Soft gems can be harmed by exposure to common household chemicals like bleach or vinegar, by perfumes and body lotions, and even by acid from the skin. Since such gems can easily be damaged, it's recommended to store the jewelry in a cloth bag to keep the gem from being scratched by other jewelry.
Because vulnerability to surface damage is the nature of soft gems, such damage would be considered normal wear and tear, for which the insurer is not liable.
Sometimes the shape of a gem makes it vulnerable to damage. This is where the mounting can come to the rescue. Marquise, princess and pear diamonds have sharp corners that could easily be chipped. A conscientious jeweler will put a gem in a setting that protects corners, a thin girdle, etc.
If the mounting of a stone is not sufficient to keep the gem in place and safe, if the mounting has loose prongs or if the gem's corners are not protected, that should be mentioned on the appraisal. A poor setting greatly increases the risk of damage or loss of the stone.
Highly fractured gems are not solid and so are vulnerable to breakage. The fractures are often filled with some non-gem material to make them less visible, but they are still fractures and the stone is still weak. The fracture-filling treatment is especially common with emeralds, because emeralds are by nature highly fractured.
Fracture-filled stones can be damaged by heat (such as hot water used in washing dishes), air pressure changes (as in an airplane cabin), or chemicals. If the fill material breaks down, the fractures will again become apparent.
Fracture-filling should always be noted on the appraisal because it has a serious effect on durability and valuation! Sometimes appraisals or sales documents use the term "clarity enhanced", suggesting that something's been done to make the stone better. In truth, the treatment has only made the stone look better, better than it really is.
Insurers should be aware that fracture-filling, or clarity enhancement, signals a weak stone that is vulnerable to breakage. It is inherent vice.
The risk of damage is so great that some insurers have chosen not to insure any fracture-filled stones.
Composite rubies have been big news for the past few years, ever since Macy's was sued for selling them. Described by some as fracture-filled rubies on steroids, these stones often have more lead-glass filling than ruby material and would fall to pieces if they were heated and the glass oozed out.
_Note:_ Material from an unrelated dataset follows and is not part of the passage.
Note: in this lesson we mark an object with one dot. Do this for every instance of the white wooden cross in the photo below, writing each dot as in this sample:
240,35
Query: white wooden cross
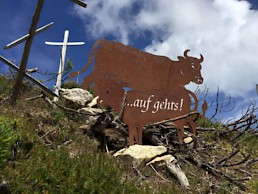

The red stone at right is a composite ruby. The picture below it shows a large piece of the yellow lead-glass used in the treatment oozing out of a piece of ruby rough.
Composite rubies ought not to be in jewelry at all, since the likelihood of damage is so high. Insurers should not insure them.
FOR AGENTS & UNDERWRITERS
The discussion above covers only some of the situations that affect insurance risk. A conscientious jeweler or appraiser will tell the jewelry owner of any conditions that require special care or precautions to keep the jewelry safe.
Ideally, such information should also be on the appraisal, stated prominently and not buried in fine print of appraisal boilerplate. The special care need not be described, but a note about the requirement for care would be a signal to the insurer.
Meanwhile, some things to look for on the appraisal:
- "Composite ruby" – high likelihood of damage, do not insure!
- "Fracture-filled" or "clarity enhanced" – we recommend not to insure
- Princess, marquise, or pear diamond – check picture: are the points of the gem protected in the setting?
Recommend that your clients get a detailed appraisal on JISO 78/79 form, written by a trained gemologist (GG, FGA+, or equivalent) who has additional insurance appraisal training. One course offering such additional training is the Certified Insurance Appraiser™ (CIA) course of the Jewelry Insurance Appraisal Institute.
Study the appraisal and other documents for such words as treated, enhanced, clarity enhanced, lead-glass enhanced, fracture filled or composite. This is crucial information when you are pricing a replacement.
Clarity-enhanced, or fracture-filled, stones are worth far less than untreated gems of similar appearance. Use every means possible to determine whether or not the gem has been fracture-filled.
For damage claims, ask the policyholder whether the jewelry has recently been cleaned or the gem reset, or whether it had been exposed to such common household solvents as bleach, ammonia or lemon juice. Fracture-fill materials often discolor or break down under the stress of heat or chemicals, causing the stone to appear damaged. In such cases, it's really the filling that's been damaged and the insurer is not liable.
Normal wear and tear may significantly alter the appearance of gems with low hardness ratings.
If you are unsure about whether damage was due to inherent vice, you may want to consult a jewelry insurance expert.